To tackle this issue, researchers have recently unveiled what may be the largest dataset of African languages aimed at training AI. Prof. Vukosi Marivate from the University of Pretoria emphasizes that understanding and interpreting the world in one's native language is crucial, and when technology fails to reflect this reality, entire communities risk being marginalized.

The African Next Voices initiative has gathered linguists and computer scientists to create datasets for 18 African languages, encompassing languages like Kikuyu, Hausa, isiZulu, and more. Although a small fraction of the continent's countless languages, these efforts mark a significant step towards inclusivity in AI. Over two years, the project has amassed over 9,000 hours of speech data across various contexts, from agriculture to healthcare.

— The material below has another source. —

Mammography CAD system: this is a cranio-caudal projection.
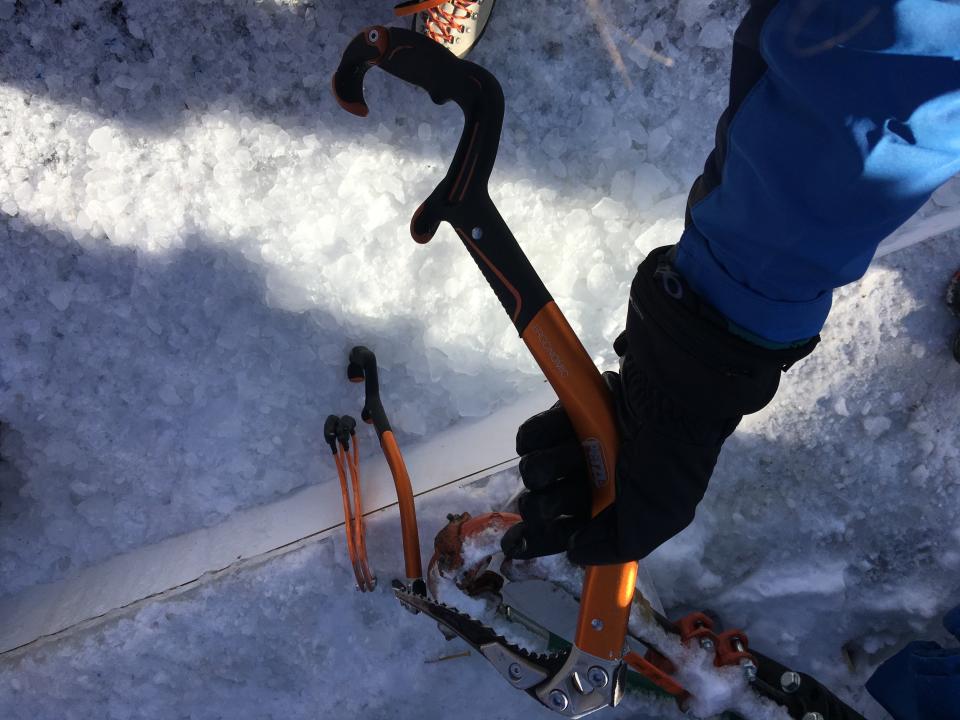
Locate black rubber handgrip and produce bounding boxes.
[347,345,390,437]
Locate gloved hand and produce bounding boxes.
[501,247,819,565]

Kelebogile Mosime, a farmer in South Africa, utilizes an AI application that communicates in her native language, Setswana, to address challenges on her farm, highlighting the practical advantages of technology that resonates with local users. Similarly, the South African startup Lelapa AI is developing AI solutions tailored for banks and telecoms that cater to non-English speakers, recognizing language as a barrier to essential services.

Prof. Marivate warns that the neglect of indigenous languages not only restricts access to technology but threatens to erase cultural narratives and perspectives that shape identities. The ongoing journey to close the AI language gap seeks to ensure that advancements in technology can reflect and cater to the diverse linguistic tapestry of Africa.